The plot was interesting and fast-paced. One criticism that has been made about this film was that the story moves from one location to another too quickly, without giving the viewer any sense of the size of the Hyborian world. However, it is difficult to see the point of having long sequences showing the characters travelling, for example,on a long sea voyage from Zingara to Messantia. Such scenes might be of interest to die-hard Conan fans who would have enjoyed the feeling of the passage of time on such a journey, but they would have made the film drag and been quite meaningless to those viewers who had never read a R.E. Howard story or an old copy of Savage Sword of Conan before.
One failing that this film shares with most fantasy/sword-and-sorcery ones, however, is that it never succeeds in giving the impression of being set in a substantial world.
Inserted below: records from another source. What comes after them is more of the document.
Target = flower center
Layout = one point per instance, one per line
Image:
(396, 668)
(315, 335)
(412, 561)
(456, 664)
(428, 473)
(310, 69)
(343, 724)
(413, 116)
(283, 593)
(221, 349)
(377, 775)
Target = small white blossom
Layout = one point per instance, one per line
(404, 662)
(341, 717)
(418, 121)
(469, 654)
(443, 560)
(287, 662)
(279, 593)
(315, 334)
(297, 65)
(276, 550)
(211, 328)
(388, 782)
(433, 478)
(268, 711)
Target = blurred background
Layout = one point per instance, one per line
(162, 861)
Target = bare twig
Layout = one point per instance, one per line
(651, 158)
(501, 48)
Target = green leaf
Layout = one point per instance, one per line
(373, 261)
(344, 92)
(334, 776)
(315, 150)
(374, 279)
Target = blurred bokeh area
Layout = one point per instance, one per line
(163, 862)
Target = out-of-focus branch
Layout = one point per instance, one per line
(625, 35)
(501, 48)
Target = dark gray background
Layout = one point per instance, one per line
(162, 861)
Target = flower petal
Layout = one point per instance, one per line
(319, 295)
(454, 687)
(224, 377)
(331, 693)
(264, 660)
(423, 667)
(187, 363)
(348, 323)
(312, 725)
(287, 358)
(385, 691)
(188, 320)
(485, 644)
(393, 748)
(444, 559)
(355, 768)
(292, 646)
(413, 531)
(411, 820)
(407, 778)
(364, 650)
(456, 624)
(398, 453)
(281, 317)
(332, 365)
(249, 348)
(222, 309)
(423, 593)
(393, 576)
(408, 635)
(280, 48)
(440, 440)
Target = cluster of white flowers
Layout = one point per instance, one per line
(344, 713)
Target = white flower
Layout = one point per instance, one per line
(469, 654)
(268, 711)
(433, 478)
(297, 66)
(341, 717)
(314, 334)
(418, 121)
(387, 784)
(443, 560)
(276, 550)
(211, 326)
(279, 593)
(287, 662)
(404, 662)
The action unfolds almost exclusively in 'peripheral' or 'outland' locations - a Zingaran slave colony, a barbarian village, a distant monastery, the Skull Cave. The two brief scenes in major settlements, in Messantia and in the City of Thieves, are both shot within taverns, with no outdoor city scenes.
This is a pity because, unlike Tolkien's Middle Earth, the different locations in Howard's Hyborian World were all designed to correspond to real historical counterparts, and would have been quite easy to re-create. Messantia could have quite convincingly been depicted using a medieval European or Mediterranean set. The City of Thieves in Zamora could have been re-created with an Arabian Nights/Middle Eastern set. Populating these cities with extras would have been relatively cheap and easy. Unlike Hobbiton or Rivendell, which had to be built from scratch and peopled with heavily made-up actors, these sets could easily have been filled by extras in period costumes, as there were only humans, and no dwarves or elves, in the Hyborian world. A wasted opportunity really.
On the whole, though, the film made for a thouroughly enjoyable evening out. I would give it a rating of seven out of ten.